Zasugerował również, że Władimir Putin powinien stanąć przed Międzynarodowym Trybunałem Karnym w sprawie wypadku.
Oficjalne polskie i rosyjskie śledztwo wykazało, że katastrofa z 2010 roku, w której zginęło 96 osób, była wypadkiem. Jednak Kaczyński i jego partia Prawo i Sprawiedliwość (PiS) twierdzą, że był to celowy współudział polskiej partii rządzącej, który w jakiś sposób był współudziałem Rosji.
„Wkrótce zostanie przesłane powiadomienie [to prosecutors] „O możliwości popełnienia przestępstwa z art. 134 Kodeksu karnego” – zapowiedział we wczorajszym wystąpieniu Kaczyński, który przewiduje karę od 12 lat do dożywocia dla każdego, kto podejmie próbę zamachu na prezydenta RP.
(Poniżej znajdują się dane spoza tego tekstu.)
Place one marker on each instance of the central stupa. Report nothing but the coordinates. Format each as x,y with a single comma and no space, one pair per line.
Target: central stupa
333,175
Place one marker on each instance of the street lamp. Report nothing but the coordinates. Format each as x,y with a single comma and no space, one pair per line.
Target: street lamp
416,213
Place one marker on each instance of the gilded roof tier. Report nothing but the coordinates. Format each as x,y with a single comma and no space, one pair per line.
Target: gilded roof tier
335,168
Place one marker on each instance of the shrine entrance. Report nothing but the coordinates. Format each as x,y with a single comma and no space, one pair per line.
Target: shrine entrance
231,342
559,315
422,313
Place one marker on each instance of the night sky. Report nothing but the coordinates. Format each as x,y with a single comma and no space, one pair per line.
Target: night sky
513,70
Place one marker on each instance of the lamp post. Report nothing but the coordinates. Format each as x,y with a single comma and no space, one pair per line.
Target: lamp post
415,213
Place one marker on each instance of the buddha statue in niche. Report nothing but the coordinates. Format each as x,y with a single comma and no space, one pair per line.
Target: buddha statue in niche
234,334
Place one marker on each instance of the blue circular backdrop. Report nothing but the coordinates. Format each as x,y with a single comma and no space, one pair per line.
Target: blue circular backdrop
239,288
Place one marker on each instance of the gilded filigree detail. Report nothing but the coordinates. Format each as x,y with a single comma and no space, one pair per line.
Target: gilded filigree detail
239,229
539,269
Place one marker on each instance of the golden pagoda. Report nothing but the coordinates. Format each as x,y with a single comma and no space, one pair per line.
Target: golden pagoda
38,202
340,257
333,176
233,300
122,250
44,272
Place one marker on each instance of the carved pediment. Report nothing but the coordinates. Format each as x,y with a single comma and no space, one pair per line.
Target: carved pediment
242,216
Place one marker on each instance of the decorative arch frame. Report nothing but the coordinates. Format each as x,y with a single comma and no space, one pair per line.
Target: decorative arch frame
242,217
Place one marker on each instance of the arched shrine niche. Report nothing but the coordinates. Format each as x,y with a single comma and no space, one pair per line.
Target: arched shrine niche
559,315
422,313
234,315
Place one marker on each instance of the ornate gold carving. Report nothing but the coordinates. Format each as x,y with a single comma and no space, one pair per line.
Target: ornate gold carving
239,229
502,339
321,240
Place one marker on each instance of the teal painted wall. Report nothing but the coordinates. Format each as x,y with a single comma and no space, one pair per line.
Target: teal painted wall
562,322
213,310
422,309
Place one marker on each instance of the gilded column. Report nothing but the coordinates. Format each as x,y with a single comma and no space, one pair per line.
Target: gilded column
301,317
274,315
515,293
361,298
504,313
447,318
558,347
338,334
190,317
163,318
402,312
Prezydenci #PiS J. #Kaczyński W #Warszawa: Chcemy złożej zawiadomienie do prokuratury lub popełnieniu połęcznia z art. 134 KK, czyli zamordowania Prezydenta, bo takiego postępowania prowadzi polskie organy ścigania Nie prowadzi. Wierzę, że pościę się odważni prokuratorzy, kwóry poprowadzą tę… pic.twitter.com/JqPFJxbUbL
— Prawo i Sprawiedliwość (@pisorgpl) 16 kwietnia 2023 r
„W tej sprawie [war crimes in] „Świat chce, żeby Ukraina, Władimir Putin stanął przed Międzynarodowym Trybunałem Karnym” – kontynuował Kaczyński, cytowany przez PAP. „Niestety w przypadku katastrofy smoleńskiej nie było tak drastycznych działań”.
„Smoleńsk to niewątpliwie wina Putina, jeśli chodzi o podejmowanie decyzji” – dodał. „[But] Świat chciał zapomnieć, chciał wierzyć w te głupie historie [explaining the crash as an accident] Nadal w nich wierzy”.
„Dokładne wyjaśnienie i – w miarę możliwości – ukaranie winnych zbrodni smoleńskiej, ale także zatuszowania smoleńskiej, jest jednym z warunków naszego ostatecznego zwycięstwa, zwycięstwa Polski, w której ludzie mają równe prawa Ludzie, którzy cierpią głód” – zadeklarował Kaczyński.
Prezydenci #PiS J. #Kaczyński W #Warszawa: Walka Ukraińców podziwiając świat. Dużą pomoc Utsilila Polska, #Ameryka Jestem z Wielkiej Brytanii. W sprą Ukrainy chce ustawić się W. #Putin Brset Mitsinarodovy Trybuna Karni – Spravy Katastrophy Smoleński nie żartował… pic.twitter.com/s4OFXMqwNd
— Prawo i Sprawiedliwość (@pisorgpl) 16 kwietnia 2023 r
W rozmowie z PAP wiceprezes PiS Antoni Macierewicz powiedział, że komisja państwowa, której przewodniczy, ma za zadanie zbadanie wypadku i przygotowała wniosek do prokuratury o wszczęcie postępowania z art. 134 kk.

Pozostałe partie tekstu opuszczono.